Everyone knows the odds. Everyone knows “the House” always wins. When one state began debating the feasibility of a state lottery, I saw a bumper sticker that stuck with me: “The Lottery – a tax on people that are bad at math.” And yet we still gamble. Why?
Even for a single recreational player, gambling provides the thrill of the moment, the chemical rush throughout the body, which keeps a gambler coming back to the tables. Sure, the hope of riches is what initially captures and then continuously fuels the behavior. The desire to escape the current reality will always motivate some people, but at “that moment,” it is that shot of hopeful adrenaline that drives those people back. Individuals become addicts when they lose all control. They act not out of pleasure alone, but out of compulsion, out of a need for a fix. Matters of finance, of family, or of job no longer take priority. An overwhelming instinct, originating deep within the person (which we know as the Middle Mind, or subconscious) is fully in control. The gambler may carry on a sensible debate with himself in the conscious mind, but he loses every time.

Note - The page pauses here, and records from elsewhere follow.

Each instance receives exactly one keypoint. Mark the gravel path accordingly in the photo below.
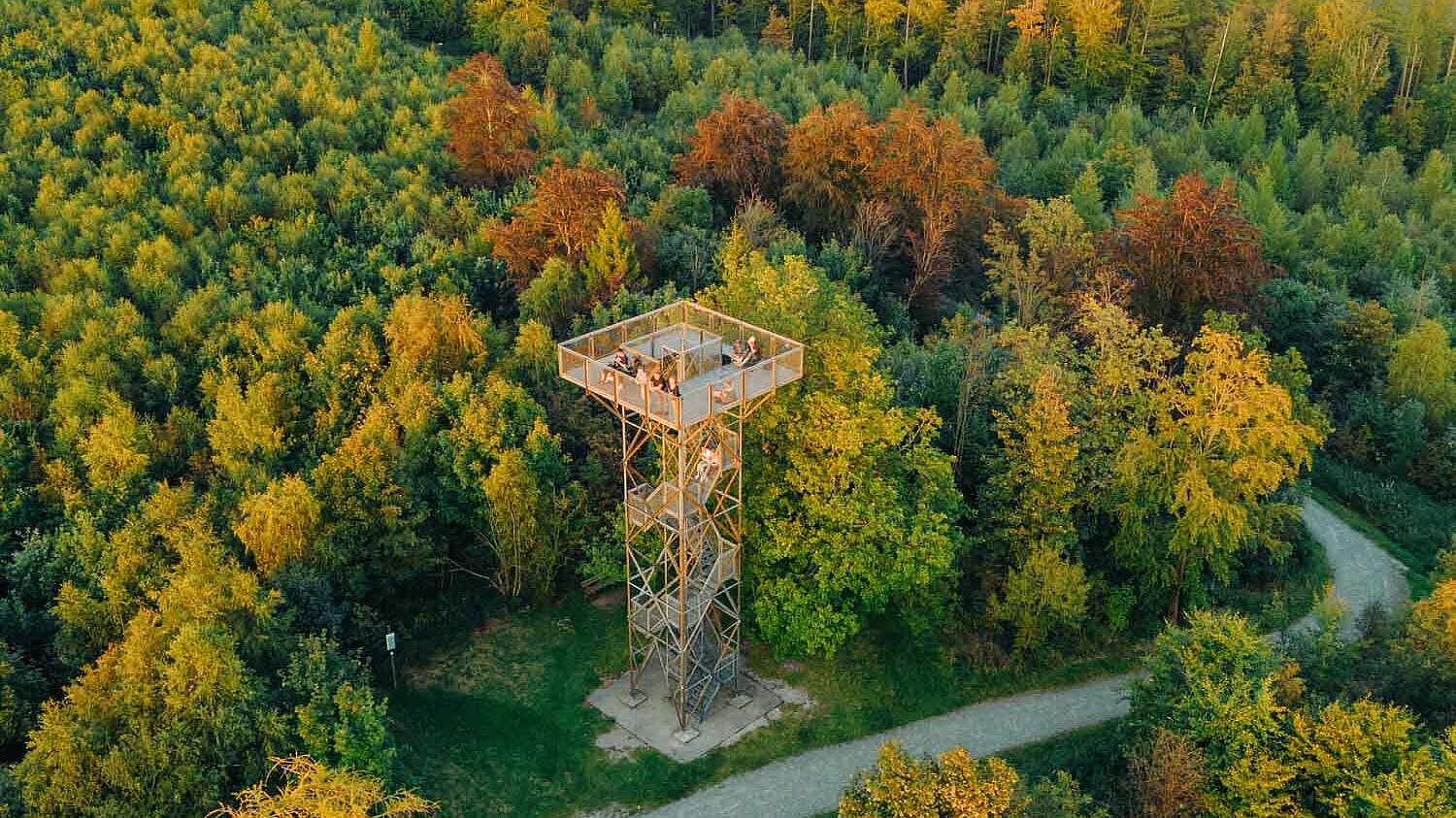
(810, 783)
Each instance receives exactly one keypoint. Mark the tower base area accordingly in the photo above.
(652, 719)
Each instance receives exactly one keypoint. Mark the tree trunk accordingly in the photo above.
(1216, 66)
(1174, 611)
(906, 61)
(811, 29)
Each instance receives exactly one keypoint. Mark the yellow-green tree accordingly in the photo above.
(954, 785)
(303, 788)
(858, 515)
(1423, 367)
(1194, 486)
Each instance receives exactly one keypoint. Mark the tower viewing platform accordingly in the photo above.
(681, 380)
(699, 346)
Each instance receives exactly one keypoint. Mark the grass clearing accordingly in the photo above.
(495, 722)
(492, 721)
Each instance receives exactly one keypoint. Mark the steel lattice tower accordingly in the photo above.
(681, 479)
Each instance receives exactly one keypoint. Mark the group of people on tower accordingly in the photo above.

Hypnotherapy is key to stopping a gambling addiction. That compulsion cannot be controlled by willpower, discipline, rational thinking, or logical debate. Despite the time-consuming hours spent in talk therapy – counseling that can go on for months and years – trying to “think away” the habit, ultimately many will return to the habit.
Gambling is a subconscious habit. Of course, a gambler knows consciously what he is doing. However, as with all habits, he is simply observing his behavior rather than controlling his behavior. It is as if an animalistic instinct is driving him; and it is.

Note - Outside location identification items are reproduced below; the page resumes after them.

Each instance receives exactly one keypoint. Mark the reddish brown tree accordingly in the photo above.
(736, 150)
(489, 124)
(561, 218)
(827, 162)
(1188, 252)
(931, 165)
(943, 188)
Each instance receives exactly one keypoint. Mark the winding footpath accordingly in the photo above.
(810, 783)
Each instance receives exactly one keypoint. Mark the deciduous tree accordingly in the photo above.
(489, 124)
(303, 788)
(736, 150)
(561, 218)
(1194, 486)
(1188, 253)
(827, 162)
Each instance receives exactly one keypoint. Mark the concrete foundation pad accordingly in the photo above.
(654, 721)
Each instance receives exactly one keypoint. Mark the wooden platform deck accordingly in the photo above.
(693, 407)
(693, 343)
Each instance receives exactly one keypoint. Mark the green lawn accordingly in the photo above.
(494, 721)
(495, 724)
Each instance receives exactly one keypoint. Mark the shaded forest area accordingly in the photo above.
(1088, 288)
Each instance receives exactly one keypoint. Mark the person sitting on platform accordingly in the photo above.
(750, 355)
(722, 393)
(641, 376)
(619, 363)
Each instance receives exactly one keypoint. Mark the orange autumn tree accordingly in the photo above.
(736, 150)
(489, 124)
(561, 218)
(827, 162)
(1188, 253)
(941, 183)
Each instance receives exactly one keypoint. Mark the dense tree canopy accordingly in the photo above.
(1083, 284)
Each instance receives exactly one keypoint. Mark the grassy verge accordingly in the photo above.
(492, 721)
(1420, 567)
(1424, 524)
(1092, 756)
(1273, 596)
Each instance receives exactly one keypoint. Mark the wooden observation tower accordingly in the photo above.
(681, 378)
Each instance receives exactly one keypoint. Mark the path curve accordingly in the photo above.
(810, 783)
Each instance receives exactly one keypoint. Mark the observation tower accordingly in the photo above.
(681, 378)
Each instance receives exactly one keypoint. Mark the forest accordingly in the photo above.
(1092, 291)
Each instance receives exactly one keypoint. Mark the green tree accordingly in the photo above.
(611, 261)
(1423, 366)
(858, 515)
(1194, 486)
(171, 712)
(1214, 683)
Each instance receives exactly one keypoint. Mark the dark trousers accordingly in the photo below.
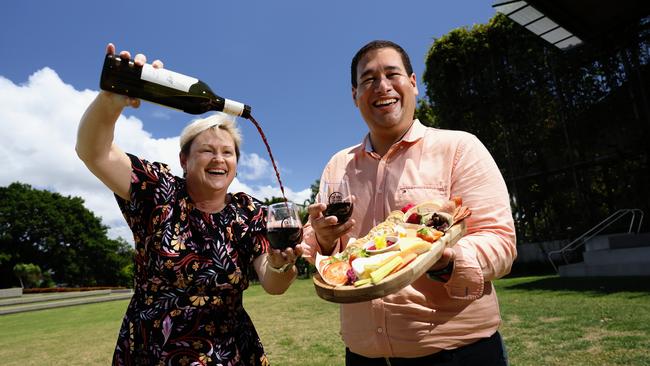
(484, 352)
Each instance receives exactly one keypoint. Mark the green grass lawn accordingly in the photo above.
(546, 321)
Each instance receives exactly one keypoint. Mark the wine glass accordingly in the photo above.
(283, 225)
(336, 195)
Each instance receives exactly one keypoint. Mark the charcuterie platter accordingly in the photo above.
(393, 254)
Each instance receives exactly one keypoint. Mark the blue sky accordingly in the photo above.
(289, 60)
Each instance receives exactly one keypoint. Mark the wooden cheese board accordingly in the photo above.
(394, 282)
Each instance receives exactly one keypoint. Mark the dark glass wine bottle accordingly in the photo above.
(165, 87)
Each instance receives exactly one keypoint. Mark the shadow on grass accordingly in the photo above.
(600, 285)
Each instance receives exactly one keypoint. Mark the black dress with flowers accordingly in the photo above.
(191, 269)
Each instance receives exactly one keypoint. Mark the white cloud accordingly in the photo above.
(39, 122)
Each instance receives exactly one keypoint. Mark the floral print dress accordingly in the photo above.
(191, 269)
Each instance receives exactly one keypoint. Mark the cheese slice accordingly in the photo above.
(414, 244)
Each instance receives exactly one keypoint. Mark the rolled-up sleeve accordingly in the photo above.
(488, 249)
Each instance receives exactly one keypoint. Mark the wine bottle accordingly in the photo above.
(165, 87)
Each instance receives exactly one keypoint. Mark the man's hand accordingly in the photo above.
(326, 228)
(448, 255)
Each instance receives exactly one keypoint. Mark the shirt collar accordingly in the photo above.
(414, 133)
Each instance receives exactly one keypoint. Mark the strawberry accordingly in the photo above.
(407, 207)
(425, 234)
(414, 218)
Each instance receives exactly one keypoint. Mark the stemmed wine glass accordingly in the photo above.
(336, 195)
(283, 225)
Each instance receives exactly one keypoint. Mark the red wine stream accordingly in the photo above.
(268, 148)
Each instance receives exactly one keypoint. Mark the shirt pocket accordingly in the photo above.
(416, 194)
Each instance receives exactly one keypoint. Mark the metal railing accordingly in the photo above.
(576, 244)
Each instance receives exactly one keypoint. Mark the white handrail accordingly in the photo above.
(582, 239)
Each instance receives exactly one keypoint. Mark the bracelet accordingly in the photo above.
(284, 269)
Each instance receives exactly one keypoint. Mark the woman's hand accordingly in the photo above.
(121, 101)
(278, 258)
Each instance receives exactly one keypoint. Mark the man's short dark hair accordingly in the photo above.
(375, 45)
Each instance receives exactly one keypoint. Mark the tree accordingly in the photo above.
(562, 127)
(59, 235)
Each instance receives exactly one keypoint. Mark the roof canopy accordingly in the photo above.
(570, 23)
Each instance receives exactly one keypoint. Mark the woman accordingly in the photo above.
(195, 242)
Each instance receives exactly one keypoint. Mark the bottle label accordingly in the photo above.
(167, 78)
(232, 107)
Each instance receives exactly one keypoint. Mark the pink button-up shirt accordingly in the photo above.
(427, 316)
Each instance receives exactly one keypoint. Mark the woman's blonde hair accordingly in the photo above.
(217, 120)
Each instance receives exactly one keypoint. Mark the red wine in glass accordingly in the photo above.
(283, 225)
(284, 237)
(342, 210)
(336, 195)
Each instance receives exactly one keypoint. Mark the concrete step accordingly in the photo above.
(605, 270)
(19, 308)
(617, 241)
(33, 298)
(618, 256)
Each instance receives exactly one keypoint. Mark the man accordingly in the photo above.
(450, 317)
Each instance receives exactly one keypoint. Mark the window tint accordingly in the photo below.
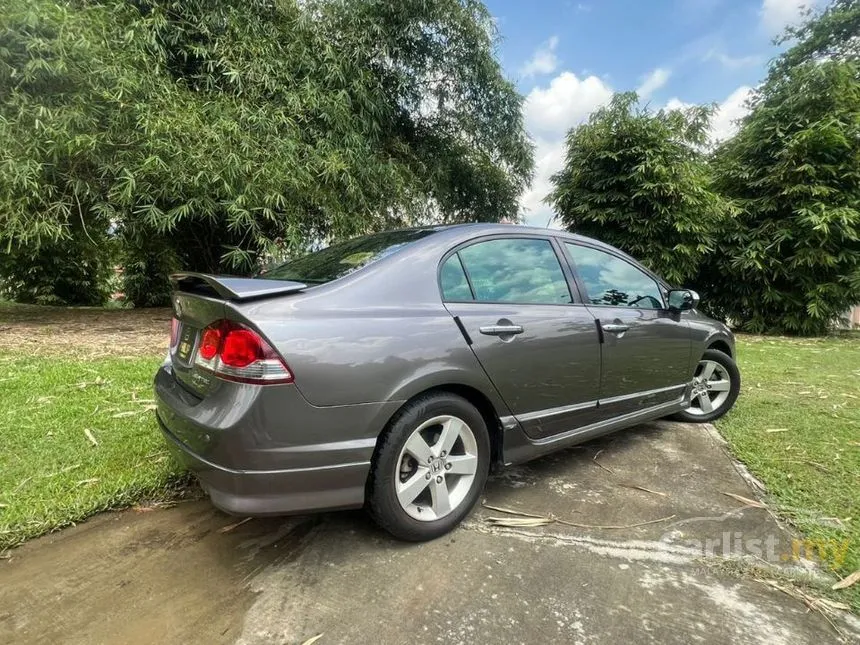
(515, 270)
(455, 287)
(342, 259)
(609, 280)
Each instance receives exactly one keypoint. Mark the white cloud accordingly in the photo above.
(776, 15)
(724, 121)
(543, 61)
(731, 62)
(549, 113)
(653, 82)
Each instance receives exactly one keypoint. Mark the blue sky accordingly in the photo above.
(568, 56)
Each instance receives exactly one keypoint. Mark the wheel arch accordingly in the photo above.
(721, 346)
(474, 396)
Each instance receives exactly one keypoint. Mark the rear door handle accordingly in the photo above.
(612, 328)
(501, 330)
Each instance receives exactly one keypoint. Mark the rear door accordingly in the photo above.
(646, 349)
(538, 345)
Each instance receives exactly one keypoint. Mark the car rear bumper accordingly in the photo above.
(274, 492)
(264, 450)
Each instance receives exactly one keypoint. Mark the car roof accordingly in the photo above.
(489, 228)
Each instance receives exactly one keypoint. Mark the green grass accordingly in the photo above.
(51, 473)
(796, 427)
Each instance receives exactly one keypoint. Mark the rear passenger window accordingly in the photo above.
(517, 270)
(455, 287)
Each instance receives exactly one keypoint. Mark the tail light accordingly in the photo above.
(236, 353)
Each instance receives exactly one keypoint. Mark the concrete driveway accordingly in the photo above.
(670, 576)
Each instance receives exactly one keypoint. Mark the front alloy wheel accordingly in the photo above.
(715, 387)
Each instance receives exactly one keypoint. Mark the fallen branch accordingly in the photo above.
(745, 500)
(821, 605)
(530, 519)
(642, 488)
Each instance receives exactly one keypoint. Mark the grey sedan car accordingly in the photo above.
(391, 371)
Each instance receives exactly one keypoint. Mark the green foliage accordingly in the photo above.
(833, 34)
(74, 271)
(230, 130)
(639, 180)
(791, 261)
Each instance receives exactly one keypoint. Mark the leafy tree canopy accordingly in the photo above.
(791, 261)
(229, 130)
(639, 181)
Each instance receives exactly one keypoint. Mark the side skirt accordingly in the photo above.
(518, 447)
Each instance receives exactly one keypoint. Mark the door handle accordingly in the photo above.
(613, 328)
(501, 330)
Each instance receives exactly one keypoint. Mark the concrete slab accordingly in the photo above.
(170, 576)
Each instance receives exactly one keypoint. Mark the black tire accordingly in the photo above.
(731, 369)
(382, 501)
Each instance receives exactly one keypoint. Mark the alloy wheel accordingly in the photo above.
(436, 468)
(711, 386)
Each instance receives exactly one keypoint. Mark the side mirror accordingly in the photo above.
(682, 299)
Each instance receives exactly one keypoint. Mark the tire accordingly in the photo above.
(403, 465)
(721, 401)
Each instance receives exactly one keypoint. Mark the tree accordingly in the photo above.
(638, 179)
(790, 263)
(211, 133)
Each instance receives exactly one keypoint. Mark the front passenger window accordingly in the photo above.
(611, 281)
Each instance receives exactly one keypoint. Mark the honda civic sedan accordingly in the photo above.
(392, 371)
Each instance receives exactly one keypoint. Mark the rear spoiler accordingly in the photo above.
(231, 288)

All habits originate in the Middle Mind. In the Middle Mind, all life experiences are warehoused, and the controls of many driving functions operate. We do not have to consciously think in order to walk; we just do it. Our hearts do not have to be told to beat; they just do it. These are necessary human functions operating in the subconscious. A problem occurs, however, when a harmful habit, like gambling, takes on the unconscious characteristics of an automatic function.
Hypnosis provides the only tool possible to reach into the Middle Mind effectively. It is the “bridge to the subconscious.” Hypnosis does not solve the problem in and of itself; it provides access to the client to reach into his or her own subconscious Middle Mind, and then, with the direction and assistance of a therapist, to alter behavior permanently. Once hypnosis provides the access into the Middle Mind, the hypnotic suggestions become the tools with which behavior can be changed. These precisely worded phrases and sentences become the natural ingredients that the client’s mind will use to make changes.

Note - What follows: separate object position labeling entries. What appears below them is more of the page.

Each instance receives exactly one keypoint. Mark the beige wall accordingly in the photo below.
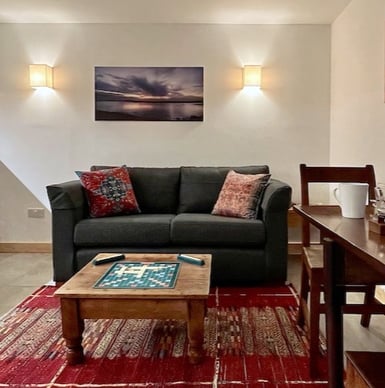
(357, 86)
(45, 137)
(15, 201)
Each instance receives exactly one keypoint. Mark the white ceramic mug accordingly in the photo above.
(352, 197)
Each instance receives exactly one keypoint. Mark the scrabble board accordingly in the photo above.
(140, 275)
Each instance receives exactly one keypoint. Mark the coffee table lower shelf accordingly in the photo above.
(185, 301)
(74, 311)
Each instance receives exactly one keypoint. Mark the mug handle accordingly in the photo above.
(336, 193)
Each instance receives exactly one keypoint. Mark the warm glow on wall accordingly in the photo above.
(40, 76)
(252, 75)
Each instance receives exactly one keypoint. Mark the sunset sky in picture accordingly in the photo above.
(172, 84)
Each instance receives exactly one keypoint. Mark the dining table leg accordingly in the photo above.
(334, 301)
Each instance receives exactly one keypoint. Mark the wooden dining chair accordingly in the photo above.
(359, 278)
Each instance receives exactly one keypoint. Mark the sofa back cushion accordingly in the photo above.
(156, 188)
(200, 186)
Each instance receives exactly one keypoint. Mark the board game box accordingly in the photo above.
(140, 275)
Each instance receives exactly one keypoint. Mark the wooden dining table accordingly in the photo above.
(343, 238)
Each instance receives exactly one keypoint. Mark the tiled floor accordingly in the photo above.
(20, 275)
(23, 273)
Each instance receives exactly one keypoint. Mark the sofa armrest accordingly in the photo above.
(274, 210)
(69, 206)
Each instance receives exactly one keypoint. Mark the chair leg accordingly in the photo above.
(314, 323)
(303, 296)
(369, 299)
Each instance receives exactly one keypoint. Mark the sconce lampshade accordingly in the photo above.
(252, 75)
(40, 76)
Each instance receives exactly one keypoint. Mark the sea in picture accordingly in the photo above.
(149, 111)
(149, 93)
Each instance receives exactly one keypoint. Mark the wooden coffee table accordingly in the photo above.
(186, 301)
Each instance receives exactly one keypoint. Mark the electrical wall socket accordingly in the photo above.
(36, 213)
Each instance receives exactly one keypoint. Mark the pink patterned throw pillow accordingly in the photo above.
(240, 195)
(109, 192)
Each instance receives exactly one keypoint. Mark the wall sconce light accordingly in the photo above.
(41, 76)
(252, 75)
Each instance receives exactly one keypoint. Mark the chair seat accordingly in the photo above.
(314, 256)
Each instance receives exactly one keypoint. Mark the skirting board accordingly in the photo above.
(25, 248)
(294, 248)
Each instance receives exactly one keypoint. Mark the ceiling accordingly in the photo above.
(172, 11)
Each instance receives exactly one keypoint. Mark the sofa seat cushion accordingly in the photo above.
(207, 229)
(135, 229)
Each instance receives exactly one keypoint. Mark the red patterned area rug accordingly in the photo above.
(251, 340)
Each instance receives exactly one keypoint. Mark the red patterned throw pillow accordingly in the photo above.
(109, 192)
(240, 195)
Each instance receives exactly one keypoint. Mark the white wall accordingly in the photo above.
(357, 86)
(45, 137)
(15, 201)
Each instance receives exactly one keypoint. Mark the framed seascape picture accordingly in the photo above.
(149, 93)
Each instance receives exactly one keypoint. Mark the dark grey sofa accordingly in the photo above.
(175, 217)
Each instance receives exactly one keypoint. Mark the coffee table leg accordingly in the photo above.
(73, 328)
(195, 330)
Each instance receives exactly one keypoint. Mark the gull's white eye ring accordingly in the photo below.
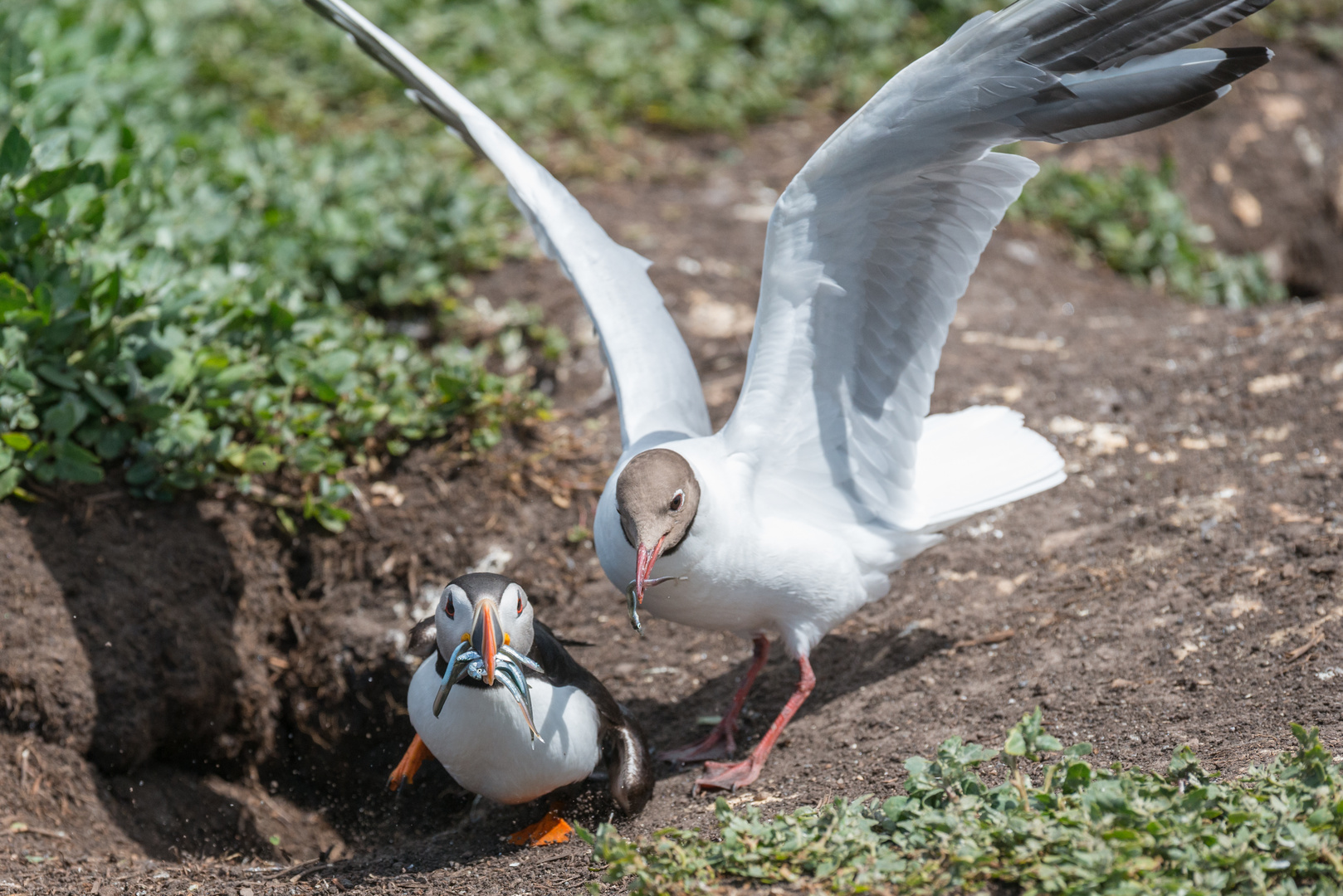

The main goal of hypnosis is to take the unconscious gambling habit and push it into the rational-thinking consciousness where odds and finances and family and work and other relevant factors will be logically analyzed so that a gambler can begin to make wise decisions. The gambler will use the Middle Mind to create new, calm control over the process. With hypnosis, gamblers will implement the suggestions to create aversions to the risks of gambling and to develop positive thoughts of a life under control, thus pushing out the false highs of the gambling rush. Now conscious will power and discipline will appear automatically, working for the client’s well-being.
Hypnotherapy is the only process that offers the opportunity to rapidly change behavior this way, a way that produces permanent change, free from destructive habits.